What are the risks? Absent a general stock market crash on Wall Street, making a rotten deal or two with the $4+ billion in cash would keep the stock quote under $20 in 2025.
However, I cannot find a level-headed reason to be bearish with a market capitalization of just $8.5 billion, against $1.15 billion in total liabilities. I believe GME could deliver $200 million to $250 million in free cash flow using its present configuration over the next 12 months (close to $200 million in net pre-tax income from 5% cash yields), with opportunities to improve upon this sum later in 2025. That’s the way I see it, anyway.

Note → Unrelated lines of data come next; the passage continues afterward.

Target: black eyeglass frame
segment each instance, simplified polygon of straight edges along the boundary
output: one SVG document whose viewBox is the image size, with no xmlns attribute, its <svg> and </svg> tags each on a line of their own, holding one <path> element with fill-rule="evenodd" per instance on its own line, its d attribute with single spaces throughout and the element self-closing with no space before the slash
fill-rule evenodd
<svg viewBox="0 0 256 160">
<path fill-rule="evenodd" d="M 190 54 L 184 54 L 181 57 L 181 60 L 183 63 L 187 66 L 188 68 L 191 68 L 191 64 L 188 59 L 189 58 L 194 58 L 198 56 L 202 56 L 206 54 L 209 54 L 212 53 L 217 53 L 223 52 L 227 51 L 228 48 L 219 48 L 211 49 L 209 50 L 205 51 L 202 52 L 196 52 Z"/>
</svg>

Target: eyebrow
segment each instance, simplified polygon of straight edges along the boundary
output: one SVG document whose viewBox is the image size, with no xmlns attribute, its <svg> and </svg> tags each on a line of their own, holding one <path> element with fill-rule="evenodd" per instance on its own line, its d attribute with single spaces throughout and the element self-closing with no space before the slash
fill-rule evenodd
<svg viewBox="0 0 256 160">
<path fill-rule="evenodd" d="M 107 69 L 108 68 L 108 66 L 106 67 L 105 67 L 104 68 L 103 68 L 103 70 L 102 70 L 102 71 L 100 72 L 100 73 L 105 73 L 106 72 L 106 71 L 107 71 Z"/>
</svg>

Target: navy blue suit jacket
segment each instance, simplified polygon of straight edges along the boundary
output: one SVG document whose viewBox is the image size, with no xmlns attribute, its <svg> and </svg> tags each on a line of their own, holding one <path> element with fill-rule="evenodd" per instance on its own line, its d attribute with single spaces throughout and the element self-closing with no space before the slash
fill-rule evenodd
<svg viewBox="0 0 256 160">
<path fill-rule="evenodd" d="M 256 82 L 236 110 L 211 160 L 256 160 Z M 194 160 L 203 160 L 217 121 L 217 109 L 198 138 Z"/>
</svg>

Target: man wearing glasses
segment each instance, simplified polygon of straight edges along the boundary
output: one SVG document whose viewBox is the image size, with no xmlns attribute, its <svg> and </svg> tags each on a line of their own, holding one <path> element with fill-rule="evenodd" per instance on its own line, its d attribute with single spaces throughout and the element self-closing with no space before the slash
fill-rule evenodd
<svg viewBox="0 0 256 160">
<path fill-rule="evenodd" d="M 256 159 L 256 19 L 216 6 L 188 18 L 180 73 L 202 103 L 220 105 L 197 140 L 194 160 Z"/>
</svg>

I am upgrading my GameStop view from Hold to a speculative Buy, for a 12-month outlook. I do not currently own shares, but am looking to enter a position, especially on price weakness. The 200-day moving average around $19 should provide modest technical support. Prices under $15 are rather improbable with roughly $10 in cash per share.
Thanks for reading. Please consider this article a first step in your due diligence process. Consulting with a registered and experienced investment advisor is recommended before making any trade.
Analyst’s Disclosure: I/we have no stock, option or similar derivative position in any of the companies mentioned, but may initiate a beneficial Long position through a purchase of the stock, or the purchase of call options or similar derivatives in GME over the next 72 hours. I wrote this article myself, and it expresses my own opinions. I am not receiving compensation for it (other than from Seeking Alpha). I have no business relationship with any company whose stock is mentioned in this article.